GALLIPOLIS — Paint Creek Baptist Church will be hosting the 27th Annual Black History Program Feb. 24 and feature Dr. John Mattox, founder and curator of the Underground Railroad Museum Foundation in Flushing.
The morning will begin at 10:30 a.m. with a concert by local talent and the afternoon will feature Mattox. Mattox received his degree in sociology and psychology from Houston Tillitson College, Austin, Texas.
All are welcome to join the conversation as Mattox shares his knowledge of the Underground Railroad movement and the thousands who escaped slavery. Mattox also served as last year’s Emancipation Celebration Weekend keynote speaker in September 2017 at the Bob Evans Farm.
“I want you to know that there is a lot for you to see,” said Mattox previously of the museum to Emancipation Celebration visitors. “You know that old fable? Don’t want to talk about it? Well let’s talk about it (the challenges of the past). Let’s talk about our ancestors because some of you sitting in front of me seem to be about my age…And what I want you to know is that some of these young children to hear us today are the leaders of tomorrow. We must listen to them even though the things that they say we may not understand.”
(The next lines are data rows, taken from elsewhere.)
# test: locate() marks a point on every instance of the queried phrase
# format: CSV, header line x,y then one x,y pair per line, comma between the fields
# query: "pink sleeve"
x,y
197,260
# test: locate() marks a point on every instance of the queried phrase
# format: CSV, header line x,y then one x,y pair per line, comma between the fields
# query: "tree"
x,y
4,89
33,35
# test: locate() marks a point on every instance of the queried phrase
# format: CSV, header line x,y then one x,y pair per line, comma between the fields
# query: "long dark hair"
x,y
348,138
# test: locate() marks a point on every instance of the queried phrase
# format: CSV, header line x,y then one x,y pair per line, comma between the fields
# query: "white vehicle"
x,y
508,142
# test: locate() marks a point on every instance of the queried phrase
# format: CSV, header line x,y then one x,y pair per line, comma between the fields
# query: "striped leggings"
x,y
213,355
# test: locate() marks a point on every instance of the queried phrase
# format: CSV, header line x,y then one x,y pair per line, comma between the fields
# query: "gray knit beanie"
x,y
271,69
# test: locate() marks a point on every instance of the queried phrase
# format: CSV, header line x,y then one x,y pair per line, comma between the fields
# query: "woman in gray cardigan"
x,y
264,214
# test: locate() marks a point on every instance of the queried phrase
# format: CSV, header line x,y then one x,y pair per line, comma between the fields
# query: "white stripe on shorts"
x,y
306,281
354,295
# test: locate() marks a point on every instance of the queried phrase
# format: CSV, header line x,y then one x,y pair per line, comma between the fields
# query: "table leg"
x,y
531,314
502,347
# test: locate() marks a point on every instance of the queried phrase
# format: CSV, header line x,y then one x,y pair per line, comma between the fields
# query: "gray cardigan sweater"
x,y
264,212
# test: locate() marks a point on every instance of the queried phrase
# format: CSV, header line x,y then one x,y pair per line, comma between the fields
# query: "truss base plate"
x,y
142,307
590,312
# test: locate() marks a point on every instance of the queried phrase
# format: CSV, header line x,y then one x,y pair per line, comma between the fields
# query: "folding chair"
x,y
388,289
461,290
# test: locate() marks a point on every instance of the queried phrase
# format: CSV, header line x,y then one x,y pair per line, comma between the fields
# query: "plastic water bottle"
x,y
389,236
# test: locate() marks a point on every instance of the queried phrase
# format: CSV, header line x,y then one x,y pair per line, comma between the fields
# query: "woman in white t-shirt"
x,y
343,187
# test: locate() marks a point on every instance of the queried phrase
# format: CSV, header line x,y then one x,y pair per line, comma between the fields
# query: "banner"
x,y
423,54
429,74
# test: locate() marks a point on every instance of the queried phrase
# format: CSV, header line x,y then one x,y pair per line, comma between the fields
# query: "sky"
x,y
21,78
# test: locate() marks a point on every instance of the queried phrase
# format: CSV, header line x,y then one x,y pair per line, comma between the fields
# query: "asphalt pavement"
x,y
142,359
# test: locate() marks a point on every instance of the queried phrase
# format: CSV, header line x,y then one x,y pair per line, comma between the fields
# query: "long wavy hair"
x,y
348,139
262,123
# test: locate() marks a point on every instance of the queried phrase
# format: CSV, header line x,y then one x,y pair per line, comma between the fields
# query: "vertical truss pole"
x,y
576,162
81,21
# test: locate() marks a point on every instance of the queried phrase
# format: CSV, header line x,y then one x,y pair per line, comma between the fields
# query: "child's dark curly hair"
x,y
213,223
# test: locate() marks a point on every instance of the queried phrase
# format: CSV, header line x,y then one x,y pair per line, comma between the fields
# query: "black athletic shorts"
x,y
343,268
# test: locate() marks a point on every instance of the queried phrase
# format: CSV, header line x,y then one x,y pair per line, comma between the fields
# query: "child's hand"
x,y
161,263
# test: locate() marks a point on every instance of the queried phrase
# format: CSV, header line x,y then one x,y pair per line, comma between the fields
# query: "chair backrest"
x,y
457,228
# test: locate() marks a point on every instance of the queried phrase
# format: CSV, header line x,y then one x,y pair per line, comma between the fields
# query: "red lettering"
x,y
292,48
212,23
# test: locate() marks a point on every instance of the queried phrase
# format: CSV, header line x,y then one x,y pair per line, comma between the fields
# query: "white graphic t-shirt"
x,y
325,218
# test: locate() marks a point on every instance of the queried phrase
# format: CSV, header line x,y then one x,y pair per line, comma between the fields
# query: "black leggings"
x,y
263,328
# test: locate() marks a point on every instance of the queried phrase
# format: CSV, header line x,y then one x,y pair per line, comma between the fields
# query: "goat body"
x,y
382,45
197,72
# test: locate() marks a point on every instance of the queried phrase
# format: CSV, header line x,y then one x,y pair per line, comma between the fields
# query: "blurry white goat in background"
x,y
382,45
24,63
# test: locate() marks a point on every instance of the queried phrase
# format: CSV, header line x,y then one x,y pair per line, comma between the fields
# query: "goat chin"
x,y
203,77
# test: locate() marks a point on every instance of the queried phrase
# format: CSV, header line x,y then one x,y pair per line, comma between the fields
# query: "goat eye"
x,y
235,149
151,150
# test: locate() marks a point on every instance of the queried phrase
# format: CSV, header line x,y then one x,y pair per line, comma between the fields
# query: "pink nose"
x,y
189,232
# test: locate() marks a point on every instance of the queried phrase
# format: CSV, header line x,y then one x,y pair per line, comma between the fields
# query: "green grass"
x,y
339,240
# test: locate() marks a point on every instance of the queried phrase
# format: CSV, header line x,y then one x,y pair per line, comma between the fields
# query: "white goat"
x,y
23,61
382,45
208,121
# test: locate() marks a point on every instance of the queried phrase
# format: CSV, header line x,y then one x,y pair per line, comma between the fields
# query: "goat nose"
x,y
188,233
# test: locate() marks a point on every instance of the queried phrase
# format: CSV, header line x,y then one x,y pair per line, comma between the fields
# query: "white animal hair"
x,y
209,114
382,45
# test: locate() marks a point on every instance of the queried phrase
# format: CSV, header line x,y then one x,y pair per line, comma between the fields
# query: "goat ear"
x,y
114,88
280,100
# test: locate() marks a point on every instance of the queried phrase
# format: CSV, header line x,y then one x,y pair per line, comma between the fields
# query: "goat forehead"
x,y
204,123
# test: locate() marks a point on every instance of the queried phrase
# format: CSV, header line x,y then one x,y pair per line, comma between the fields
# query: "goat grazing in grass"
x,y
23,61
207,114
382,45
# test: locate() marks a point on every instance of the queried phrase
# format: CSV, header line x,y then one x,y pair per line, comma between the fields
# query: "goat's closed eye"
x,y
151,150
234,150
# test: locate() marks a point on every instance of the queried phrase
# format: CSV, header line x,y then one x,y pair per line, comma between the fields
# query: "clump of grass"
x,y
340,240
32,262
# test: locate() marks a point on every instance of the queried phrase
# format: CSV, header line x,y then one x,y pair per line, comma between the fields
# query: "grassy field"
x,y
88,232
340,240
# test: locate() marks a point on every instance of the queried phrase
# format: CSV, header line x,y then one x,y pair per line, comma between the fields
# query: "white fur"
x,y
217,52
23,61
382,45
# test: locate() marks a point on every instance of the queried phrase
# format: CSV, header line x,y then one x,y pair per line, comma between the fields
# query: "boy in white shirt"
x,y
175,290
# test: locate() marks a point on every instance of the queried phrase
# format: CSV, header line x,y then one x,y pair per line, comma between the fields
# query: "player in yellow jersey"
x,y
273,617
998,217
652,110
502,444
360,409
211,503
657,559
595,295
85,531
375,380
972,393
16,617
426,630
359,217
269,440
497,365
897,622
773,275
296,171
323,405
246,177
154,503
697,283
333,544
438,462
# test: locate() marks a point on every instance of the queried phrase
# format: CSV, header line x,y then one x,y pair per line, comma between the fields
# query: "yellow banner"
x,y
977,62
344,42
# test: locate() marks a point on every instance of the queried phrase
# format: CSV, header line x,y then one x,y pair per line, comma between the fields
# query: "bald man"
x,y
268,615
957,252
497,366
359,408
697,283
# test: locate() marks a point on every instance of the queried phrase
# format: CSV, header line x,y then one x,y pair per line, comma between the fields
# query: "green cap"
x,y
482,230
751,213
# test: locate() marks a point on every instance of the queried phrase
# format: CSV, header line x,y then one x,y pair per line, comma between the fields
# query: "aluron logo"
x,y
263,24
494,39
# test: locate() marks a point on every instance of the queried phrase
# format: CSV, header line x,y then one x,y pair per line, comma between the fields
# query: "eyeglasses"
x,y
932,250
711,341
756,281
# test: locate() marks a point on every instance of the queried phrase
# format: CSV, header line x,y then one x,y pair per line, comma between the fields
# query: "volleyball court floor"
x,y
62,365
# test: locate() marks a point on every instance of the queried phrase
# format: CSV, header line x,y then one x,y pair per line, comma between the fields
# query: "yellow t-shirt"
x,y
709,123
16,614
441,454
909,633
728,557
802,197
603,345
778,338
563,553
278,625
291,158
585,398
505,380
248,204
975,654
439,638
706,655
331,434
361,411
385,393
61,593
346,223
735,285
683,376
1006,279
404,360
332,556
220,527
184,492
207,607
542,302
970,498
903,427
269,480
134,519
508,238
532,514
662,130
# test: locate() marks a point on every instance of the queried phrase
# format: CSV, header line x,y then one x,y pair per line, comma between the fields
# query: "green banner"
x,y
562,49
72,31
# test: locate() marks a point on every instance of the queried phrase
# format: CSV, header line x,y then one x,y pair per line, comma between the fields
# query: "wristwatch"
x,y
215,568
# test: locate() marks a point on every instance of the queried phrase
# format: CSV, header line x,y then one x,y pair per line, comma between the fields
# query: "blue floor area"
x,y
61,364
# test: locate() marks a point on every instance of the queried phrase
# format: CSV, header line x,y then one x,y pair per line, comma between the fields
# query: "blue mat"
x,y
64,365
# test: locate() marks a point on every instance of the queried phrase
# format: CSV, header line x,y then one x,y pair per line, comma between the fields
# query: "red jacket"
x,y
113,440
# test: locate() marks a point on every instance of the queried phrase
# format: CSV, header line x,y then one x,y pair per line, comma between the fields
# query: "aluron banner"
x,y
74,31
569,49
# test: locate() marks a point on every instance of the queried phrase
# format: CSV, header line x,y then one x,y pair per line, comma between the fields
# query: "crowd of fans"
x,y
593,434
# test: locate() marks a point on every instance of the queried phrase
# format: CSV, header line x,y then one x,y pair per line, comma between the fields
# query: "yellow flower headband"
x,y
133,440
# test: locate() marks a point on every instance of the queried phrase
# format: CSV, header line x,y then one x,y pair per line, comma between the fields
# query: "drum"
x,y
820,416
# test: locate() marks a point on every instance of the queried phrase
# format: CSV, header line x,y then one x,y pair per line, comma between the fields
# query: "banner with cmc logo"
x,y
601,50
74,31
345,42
Mattox emphasized the needs of education and reunions as a means of keeping the past alive and making certain youth understood where it came from and how that affected their futures.
In a conversational tone, Mattox shared his knowledge of African American history such as how in his studies the country of Ethiopia was the first one named in the Bible. Mattox said the word “seasoning” had changed much with time as it was once originally used to describe the processes used to prepare a slave for auctioning after coming off ship.
“Every one of you can search out your lineage without going to ancestry.com,” said Mattox. “Just find out where those great-great- grandparents came from. I guarantee there was a church there, and if there was a church there, there was a cemetery there. And if there was a cemetery there, there’s names on those stones. You may not find your last name but you’ll find a last name of somebody that still lives in that area. Now, how hard can that be? I’ve given you the (motivation) now take it, and go this way, and this way, and this way.”
Mattox commented on how learning history was much like the Underground Railroad, there was always something new to find when wandering in a new direction.